A pawn, by the way, is one of your pieces. And mine too, only mine are of a different
color from yours. This seems to be the point at which we should go over pieces since they
are what your nephews keep telling you not to move unless they say it is okay. It all has
to do with strategy and tactics, you see.

Pawns. You will get several of them. Um—eight. You will start with eight pawns. They
are rather useless and sit in front of things that you want to move somewhere but can’t
because the blasted pawns are in the way. You always try get one of the pawns all the way
to the other side of the board, which takes forever. But if you can do that, the pawn
becomes whatever you or you nephew want it to be to be--usually a queen because you
have lost yours by this point which your nephew scolds you for having been so careless
as to have allowed to have happened, which seems a bit hard on you given that he was
the one who took it.

The pawns are of minimal interest and often in the way, as I say, and there is some
opening gambit the you are supposed to use in which they are supposed to be employed
and you really should write that down. The pawns move in a straight line except in the
highly unlikely event that you have so arranged things that you find yourself in a position
to take one of your opponent's pieces, in which case they can move diagonally, as can
bishops and queens but not rooks and the knight moves in an L-shape fashion and you
lose many pieces to knights, damn things.

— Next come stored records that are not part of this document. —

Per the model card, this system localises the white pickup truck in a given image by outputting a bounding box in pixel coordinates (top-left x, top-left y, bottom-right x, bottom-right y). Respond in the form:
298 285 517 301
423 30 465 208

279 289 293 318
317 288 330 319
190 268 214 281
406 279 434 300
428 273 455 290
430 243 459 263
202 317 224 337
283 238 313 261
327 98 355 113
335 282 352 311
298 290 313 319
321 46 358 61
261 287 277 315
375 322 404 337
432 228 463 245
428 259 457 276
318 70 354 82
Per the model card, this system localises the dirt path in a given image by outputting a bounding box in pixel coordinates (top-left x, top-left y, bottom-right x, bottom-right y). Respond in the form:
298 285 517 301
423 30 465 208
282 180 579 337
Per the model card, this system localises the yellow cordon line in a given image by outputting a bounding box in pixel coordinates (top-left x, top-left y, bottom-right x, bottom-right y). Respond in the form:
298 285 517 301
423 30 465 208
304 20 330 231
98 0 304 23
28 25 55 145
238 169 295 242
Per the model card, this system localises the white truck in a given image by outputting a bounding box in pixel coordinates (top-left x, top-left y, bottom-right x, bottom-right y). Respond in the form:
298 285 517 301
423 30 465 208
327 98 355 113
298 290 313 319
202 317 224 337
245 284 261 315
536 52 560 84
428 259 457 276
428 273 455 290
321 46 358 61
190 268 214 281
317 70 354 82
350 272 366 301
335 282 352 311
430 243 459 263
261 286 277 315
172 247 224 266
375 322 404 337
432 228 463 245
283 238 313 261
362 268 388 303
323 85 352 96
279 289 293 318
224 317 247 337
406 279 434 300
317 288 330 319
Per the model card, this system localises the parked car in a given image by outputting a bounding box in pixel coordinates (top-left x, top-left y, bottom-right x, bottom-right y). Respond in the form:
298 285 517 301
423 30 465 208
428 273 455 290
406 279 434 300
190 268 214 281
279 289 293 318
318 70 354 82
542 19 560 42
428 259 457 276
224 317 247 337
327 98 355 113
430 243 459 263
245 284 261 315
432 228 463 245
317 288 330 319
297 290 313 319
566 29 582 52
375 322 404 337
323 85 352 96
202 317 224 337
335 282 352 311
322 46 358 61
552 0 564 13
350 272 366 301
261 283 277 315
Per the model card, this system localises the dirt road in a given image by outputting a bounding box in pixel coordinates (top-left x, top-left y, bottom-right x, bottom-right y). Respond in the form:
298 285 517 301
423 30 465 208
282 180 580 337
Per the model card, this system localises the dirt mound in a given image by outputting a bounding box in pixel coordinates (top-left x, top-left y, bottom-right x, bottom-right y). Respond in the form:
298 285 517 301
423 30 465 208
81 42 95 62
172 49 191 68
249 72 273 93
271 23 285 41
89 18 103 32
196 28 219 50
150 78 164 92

The king sits on a color different from the queen who sits on whatever color she is and
that is men and women for you.

It is important to protect the king because if you don’t, you could lose the game unless
you are playing someone really stupid. There is an interesting maneuver called "castling"
which involves the king and the rook and it is very irritating when your male relatives do
that, your having forgotten that they can and here you thought you were doing so well.
That is so like them.

The king is the most important piece on the chessboard, but the queen is the most
powerful. So like her. As noted above (and this would be true even if it had not been
noted above), it is important to keep your queen if at all possible as she can do everything
except, for some reason, what a knight does. Must be something to do with the rules of
chivalry. She can go way, way down the board provided that doesn’t jump over other
pieces in a way that upsets your male relatives who say that you can’t do that and neither
can she. She can scoop things up right and left and is clearly a handy thing to have.

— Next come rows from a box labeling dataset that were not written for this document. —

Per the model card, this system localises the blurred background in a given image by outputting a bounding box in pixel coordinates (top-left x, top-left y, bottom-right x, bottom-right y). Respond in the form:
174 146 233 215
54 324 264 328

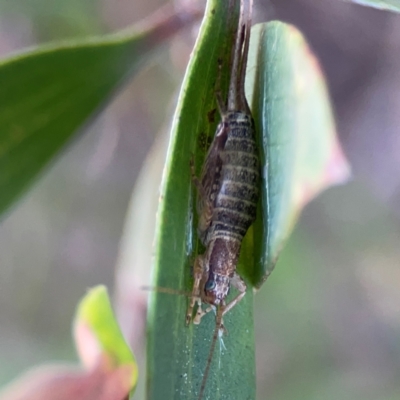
0 0 400 400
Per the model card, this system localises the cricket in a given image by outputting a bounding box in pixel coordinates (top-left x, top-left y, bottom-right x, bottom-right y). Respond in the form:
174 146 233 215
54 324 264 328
186 0 260 399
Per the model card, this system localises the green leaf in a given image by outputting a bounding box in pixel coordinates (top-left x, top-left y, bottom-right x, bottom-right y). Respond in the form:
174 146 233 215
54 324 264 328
246 22 350 287
147 0 255 400
147 8 348 400
345 0 400 12
74 286 137 389
0 6 196 217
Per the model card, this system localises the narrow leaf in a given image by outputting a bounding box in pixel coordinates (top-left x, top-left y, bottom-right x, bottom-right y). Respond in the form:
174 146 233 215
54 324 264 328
247 22 350 287
0 3 197 213
74 286 137 388
147 0 255 400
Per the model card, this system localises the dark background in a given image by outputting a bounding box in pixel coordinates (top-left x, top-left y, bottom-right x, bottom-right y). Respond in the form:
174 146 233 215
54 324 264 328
0 0 400 400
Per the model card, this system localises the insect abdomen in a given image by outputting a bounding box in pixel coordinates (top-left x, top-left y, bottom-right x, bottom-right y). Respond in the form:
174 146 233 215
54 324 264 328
209 112 260 242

The rooks look a little like pawns only they are higher up in the social scale, wearing
fancy armor and helmets and are bigger. They can go in a straight line and be shifted
around by your opponent in such a way as to cause you maximum irritation.

The bishop can move only diagonally and must stay on only one color. There are two of
them on different colors and you must remember which color each bishop is restricted to
staying on because if they end up on the wrong color your male relatives get all fussed
and ask whether you can keep anything straight and you get fussed and say that
considering that you haven’t been allowed to move a single piece in the last 45 minutes, it
is hardly surprising that you have lost track of what is what, so pooh!

There is a handy rule in chess that if you keep your hand on a piece, you haven’t actually
made the move. Take full advantage of this rule. Put your piece down and look at your
opponent. If he is shaking his sadly at yet more evidence of your total lack of skill in
chess you probably should not make that move. Look around and see what could happen
if you were to put your piece down in the place in which you are considering putting it. If
there are any pieces of your opponent's nearby or even way, way down the board that
could swoop in and gobble up your piece retreat at once. You definitely don’t want to
have your piece knocked over with that obnoxious finesse that your male relatives
sometimes treat themselves to. Luckily, they are usually gentlemen or men capable of
behaving in a gentlemanly fashion and indulge themselves in such discourtesies very
rarely. And your opponents on the international chess circuit surely won't engage in such
things, and you will soon be mixing with such people provided that you practice
diligently and think strategy, strategy, strategy.